By Ryan Lawler
As if Netflix didn’t have enough problems: The company announced today that it is being investigated by the SEC for a post that CEO Reed Hastings had made on his public Facebook page in June. In an SEC filing earlier today, Netflix reported that it received a notice from the regulator, which might seek a cease and desist or injunction against the subscription video company and its CEO.
At issue was a post in which Hastings announced that Netflix subscribers had watched more than 1 billion hours of video in June. That post got picked up by a number of news outlets, and Netflix stock rose that day. But as a result, the company is facing regulatory scrutiny for violating Reg FD, which is designed to provide equal access to material information among all investors, whether they be at big institutions or own small amounts of Netflix stock individually. That regulation requires public companies to issue a press release or Form 8-K when making material public information available.
Hastings took to Facebook (again) to defend his actions and to call into question the SEC investigation. He noted that the Facebook post was widely disseminated by the media, and compared the post with a previous statement the company had made on its blog, for which Netflix also didn’t release a press release or 8-K.
Among other things, Hastings wrote:
First, we think posting to over 200,000 people is very public, especially because many of my subscribers are reporters and bloggers.
Second, while we think my public Facebook post is public, we don’t currently use Facebook and other social media to get material information to investors; we usually get that information out in our extensive investor letters, press releases and SEC filings. We think the fact of 1 billion hours of viewing in June was not “material” to investors, and we had blogged a few weeks before that we were serving nearly 1 billion hours per month.
Finally, while our stock rose the day of my public post, the increase started well before my mid-morning post was out, likely driven by the positive Citigroup research report the evening before.
Blogs, Twitter accounts, and now the public Facebook pages not only of a brand or corporation, but also of its officers.

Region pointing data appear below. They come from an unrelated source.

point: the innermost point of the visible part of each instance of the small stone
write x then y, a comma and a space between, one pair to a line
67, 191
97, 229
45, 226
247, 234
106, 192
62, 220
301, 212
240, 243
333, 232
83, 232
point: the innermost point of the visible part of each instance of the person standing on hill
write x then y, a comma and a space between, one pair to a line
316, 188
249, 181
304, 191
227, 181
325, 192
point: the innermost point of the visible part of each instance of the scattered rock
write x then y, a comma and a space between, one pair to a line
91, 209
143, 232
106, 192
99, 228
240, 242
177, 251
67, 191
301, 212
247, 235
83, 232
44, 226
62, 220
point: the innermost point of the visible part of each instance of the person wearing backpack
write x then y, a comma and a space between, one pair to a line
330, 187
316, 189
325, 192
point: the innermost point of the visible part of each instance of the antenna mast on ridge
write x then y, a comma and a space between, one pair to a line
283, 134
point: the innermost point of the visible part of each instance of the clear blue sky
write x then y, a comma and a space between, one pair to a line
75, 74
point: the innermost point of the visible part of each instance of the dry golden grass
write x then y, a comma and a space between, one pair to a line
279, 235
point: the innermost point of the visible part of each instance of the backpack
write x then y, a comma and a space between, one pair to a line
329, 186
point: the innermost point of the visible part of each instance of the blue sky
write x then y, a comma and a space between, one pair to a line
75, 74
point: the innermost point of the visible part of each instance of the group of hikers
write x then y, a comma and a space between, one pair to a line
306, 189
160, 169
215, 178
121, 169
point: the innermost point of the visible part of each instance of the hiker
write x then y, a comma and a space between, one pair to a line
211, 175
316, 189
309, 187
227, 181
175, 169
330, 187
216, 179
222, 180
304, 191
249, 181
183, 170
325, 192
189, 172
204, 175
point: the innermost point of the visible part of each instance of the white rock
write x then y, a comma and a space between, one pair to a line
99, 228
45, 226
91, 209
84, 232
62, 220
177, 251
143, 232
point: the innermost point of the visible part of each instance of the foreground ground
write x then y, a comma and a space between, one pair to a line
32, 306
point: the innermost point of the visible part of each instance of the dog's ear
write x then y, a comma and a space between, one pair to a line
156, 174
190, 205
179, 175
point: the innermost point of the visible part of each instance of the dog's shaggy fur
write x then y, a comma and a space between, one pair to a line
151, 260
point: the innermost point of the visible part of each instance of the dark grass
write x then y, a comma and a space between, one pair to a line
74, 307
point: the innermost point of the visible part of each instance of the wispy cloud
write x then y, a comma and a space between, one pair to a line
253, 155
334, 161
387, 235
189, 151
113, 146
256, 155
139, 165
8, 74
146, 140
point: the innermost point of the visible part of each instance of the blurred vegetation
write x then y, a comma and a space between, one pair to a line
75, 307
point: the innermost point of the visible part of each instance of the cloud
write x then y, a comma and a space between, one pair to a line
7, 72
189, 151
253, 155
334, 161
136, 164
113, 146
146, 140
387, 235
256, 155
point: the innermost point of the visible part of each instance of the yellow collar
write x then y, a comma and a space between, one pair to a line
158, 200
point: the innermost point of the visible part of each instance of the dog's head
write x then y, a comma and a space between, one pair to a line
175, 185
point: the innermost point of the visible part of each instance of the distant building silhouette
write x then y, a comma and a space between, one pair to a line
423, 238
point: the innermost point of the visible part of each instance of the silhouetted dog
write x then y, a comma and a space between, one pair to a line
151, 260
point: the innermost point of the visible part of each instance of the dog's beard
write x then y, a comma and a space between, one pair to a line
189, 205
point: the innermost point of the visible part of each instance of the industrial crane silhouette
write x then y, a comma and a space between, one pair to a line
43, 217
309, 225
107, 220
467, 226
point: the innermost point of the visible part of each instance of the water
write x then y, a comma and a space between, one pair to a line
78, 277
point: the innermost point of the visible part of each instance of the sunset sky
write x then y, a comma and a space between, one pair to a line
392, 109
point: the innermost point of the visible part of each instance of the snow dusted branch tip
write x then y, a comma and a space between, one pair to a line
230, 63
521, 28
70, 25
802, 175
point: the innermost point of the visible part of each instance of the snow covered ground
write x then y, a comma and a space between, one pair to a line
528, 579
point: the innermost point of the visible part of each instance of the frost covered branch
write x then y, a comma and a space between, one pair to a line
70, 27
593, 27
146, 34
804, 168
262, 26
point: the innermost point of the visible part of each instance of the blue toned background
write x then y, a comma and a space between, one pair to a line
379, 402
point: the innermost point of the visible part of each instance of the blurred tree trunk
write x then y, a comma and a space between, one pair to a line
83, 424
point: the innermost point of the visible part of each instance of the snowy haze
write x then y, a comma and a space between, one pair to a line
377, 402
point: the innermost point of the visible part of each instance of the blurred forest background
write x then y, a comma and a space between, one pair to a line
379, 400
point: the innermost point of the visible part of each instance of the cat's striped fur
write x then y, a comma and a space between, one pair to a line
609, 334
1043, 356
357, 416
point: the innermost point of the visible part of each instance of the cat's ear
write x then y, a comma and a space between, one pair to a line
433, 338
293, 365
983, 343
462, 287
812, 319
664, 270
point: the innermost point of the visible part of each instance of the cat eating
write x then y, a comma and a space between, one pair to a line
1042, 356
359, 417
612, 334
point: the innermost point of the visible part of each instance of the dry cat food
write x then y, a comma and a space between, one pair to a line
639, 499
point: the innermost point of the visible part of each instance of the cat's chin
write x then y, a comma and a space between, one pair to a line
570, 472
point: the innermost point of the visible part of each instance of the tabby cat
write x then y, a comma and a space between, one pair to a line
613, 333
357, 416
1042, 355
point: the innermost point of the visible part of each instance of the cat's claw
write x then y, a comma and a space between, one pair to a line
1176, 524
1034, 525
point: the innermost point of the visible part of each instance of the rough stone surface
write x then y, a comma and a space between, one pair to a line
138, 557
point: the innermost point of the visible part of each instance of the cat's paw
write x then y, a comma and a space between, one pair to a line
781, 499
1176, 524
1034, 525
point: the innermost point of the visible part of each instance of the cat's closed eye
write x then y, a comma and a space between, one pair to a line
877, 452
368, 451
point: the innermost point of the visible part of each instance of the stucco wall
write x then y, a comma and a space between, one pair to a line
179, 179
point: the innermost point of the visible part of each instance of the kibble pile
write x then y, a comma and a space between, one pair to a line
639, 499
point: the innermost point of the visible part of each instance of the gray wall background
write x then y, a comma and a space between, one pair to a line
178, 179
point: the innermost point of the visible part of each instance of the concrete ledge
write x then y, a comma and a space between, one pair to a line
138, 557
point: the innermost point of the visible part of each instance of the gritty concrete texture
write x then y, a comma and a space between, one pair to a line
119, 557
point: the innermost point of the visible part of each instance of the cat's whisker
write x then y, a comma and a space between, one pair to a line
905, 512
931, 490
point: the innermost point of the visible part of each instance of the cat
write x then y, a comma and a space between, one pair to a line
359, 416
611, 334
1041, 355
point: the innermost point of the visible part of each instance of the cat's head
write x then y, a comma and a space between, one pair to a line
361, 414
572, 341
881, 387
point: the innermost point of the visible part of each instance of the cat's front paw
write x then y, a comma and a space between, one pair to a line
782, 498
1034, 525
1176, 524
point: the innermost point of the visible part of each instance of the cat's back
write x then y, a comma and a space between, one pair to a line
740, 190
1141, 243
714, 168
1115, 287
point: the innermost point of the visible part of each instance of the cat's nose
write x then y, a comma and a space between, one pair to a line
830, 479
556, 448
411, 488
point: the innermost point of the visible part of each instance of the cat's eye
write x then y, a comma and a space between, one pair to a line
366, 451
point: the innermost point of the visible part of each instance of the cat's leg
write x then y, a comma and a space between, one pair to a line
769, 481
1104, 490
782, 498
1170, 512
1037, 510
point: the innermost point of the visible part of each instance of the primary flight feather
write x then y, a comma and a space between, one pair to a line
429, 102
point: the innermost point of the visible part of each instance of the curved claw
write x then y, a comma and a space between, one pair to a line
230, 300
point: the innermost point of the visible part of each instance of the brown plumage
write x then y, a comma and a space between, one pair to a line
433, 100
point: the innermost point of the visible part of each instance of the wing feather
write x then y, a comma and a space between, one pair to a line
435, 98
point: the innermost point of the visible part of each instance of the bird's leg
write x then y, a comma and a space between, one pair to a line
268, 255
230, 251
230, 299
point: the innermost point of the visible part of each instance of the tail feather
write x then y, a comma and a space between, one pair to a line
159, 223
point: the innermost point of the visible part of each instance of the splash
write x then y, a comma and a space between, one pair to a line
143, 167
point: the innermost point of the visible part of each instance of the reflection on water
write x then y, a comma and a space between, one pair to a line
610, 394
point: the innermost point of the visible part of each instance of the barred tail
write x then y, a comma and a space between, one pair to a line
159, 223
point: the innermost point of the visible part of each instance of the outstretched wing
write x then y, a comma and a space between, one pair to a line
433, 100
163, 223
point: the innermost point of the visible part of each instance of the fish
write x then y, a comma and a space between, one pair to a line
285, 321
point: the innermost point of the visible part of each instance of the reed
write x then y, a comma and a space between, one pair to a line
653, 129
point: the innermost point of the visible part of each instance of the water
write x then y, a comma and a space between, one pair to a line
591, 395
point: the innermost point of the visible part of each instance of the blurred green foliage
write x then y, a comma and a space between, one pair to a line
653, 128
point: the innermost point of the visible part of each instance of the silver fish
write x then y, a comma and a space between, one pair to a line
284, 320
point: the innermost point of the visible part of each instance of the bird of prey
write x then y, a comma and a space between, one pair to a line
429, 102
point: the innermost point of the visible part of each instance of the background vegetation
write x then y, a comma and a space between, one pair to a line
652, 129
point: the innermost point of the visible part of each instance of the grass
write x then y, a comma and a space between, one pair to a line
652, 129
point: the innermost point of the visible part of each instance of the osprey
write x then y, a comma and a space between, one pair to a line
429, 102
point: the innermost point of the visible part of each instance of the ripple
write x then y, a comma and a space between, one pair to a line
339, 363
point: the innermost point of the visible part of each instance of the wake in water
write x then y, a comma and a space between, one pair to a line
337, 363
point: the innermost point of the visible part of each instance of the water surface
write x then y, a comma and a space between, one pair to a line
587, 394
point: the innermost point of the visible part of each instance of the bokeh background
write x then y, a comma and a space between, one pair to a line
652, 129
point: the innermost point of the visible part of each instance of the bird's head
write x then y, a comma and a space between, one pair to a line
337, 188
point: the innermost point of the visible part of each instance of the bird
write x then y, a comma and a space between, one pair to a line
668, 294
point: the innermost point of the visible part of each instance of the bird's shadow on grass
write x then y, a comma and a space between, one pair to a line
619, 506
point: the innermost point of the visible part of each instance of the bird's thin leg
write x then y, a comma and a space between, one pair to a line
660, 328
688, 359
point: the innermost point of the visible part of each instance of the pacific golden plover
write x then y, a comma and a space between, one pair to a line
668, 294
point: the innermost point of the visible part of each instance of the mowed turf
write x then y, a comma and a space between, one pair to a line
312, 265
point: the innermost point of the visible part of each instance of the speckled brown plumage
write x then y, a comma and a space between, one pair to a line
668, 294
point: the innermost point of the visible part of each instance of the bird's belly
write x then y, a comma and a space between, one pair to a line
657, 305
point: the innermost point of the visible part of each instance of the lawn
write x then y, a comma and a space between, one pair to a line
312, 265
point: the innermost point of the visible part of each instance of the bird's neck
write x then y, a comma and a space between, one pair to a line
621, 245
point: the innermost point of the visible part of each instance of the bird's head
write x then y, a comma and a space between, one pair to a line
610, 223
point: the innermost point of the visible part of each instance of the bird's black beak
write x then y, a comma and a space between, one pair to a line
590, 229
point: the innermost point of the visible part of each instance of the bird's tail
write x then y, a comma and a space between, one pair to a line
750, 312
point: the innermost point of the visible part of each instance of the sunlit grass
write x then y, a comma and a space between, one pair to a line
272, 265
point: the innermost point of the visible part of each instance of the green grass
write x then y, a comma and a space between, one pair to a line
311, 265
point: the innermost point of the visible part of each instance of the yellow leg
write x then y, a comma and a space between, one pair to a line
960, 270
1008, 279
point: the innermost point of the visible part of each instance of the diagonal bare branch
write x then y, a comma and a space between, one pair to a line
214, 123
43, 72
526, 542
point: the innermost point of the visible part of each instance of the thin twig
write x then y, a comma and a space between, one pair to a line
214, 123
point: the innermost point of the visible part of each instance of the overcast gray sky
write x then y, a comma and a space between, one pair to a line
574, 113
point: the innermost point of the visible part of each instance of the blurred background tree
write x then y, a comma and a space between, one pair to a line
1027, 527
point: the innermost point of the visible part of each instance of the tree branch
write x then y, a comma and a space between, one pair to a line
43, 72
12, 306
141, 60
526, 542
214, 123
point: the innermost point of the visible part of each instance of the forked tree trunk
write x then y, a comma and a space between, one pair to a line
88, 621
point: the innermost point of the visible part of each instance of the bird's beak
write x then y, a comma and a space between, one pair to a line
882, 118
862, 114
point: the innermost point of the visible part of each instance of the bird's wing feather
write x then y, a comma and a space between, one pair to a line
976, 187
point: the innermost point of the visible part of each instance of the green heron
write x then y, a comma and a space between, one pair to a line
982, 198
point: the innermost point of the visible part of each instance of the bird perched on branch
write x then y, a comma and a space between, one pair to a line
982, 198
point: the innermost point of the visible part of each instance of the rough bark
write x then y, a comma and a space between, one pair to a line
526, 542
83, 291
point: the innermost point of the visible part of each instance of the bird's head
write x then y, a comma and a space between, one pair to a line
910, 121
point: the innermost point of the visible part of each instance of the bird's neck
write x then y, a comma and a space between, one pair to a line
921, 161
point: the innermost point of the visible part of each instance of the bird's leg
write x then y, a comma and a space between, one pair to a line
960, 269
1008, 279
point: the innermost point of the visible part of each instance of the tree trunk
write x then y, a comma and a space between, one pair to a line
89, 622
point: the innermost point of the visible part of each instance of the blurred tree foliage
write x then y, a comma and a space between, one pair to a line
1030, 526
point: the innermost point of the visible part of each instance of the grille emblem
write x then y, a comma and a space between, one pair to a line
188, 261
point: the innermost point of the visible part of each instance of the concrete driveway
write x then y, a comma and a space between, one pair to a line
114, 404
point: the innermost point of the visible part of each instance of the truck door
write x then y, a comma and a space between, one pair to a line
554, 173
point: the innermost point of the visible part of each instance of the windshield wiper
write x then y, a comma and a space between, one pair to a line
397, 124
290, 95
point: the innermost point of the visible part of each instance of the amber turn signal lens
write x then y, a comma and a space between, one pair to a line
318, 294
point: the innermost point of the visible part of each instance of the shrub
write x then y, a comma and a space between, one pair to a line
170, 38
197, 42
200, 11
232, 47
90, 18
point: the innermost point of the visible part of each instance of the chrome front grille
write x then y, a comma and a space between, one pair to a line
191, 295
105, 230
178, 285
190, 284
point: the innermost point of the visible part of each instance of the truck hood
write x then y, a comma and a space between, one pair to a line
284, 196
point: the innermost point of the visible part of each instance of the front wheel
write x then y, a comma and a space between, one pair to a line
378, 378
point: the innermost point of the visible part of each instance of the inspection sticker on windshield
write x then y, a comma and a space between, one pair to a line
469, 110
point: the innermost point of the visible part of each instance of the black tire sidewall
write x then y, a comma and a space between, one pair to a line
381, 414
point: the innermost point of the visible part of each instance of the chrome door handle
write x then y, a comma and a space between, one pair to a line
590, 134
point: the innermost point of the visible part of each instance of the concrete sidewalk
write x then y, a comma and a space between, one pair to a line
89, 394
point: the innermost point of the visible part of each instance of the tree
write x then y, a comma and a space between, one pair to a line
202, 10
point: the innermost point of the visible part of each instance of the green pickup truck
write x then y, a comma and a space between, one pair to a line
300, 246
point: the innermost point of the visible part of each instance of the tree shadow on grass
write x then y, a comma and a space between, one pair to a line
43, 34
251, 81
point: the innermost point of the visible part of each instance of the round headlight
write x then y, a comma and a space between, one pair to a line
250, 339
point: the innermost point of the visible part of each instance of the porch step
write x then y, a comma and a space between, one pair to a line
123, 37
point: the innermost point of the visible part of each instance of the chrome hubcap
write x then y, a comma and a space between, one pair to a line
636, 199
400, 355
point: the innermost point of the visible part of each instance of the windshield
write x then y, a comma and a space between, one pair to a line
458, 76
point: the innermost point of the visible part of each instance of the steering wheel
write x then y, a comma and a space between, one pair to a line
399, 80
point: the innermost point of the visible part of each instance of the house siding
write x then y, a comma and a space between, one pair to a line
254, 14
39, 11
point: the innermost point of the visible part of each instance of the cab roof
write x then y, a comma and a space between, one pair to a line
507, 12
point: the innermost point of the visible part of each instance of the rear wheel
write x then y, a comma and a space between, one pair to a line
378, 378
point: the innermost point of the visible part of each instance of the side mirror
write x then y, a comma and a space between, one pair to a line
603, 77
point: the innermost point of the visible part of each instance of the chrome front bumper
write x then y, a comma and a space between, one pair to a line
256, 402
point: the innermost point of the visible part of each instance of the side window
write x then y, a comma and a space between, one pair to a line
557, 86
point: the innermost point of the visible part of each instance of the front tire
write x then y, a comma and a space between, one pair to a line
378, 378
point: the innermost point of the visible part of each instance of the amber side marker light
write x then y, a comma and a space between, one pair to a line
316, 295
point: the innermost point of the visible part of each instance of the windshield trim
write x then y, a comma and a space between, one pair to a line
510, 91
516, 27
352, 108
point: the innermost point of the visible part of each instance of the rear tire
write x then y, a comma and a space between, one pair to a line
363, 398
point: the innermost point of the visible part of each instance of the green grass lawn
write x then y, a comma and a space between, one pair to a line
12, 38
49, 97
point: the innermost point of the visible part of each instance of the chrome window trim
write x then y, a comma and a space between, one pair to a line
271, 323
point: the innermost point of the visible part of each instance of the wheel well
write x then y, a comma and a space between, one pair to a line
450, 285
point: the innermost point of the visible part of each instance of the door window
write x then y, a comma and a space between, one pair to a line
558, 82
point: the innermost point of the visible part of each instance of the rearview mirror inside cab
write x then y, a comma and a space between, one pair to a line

That’s the brave new world that the SEC is faced with regulating, and one that it doesn’t necessarily seem ready for. It’ll be interesting to see how this particular issue is resolved, and how it might affect future statements from Hastings and other high-profile executives on social networks.
For Hastings, hopefully it’ll be resolved sooner rather than later: “We remain optimistic this can be cleared up quickly through the SEC’s review process,” he wrote.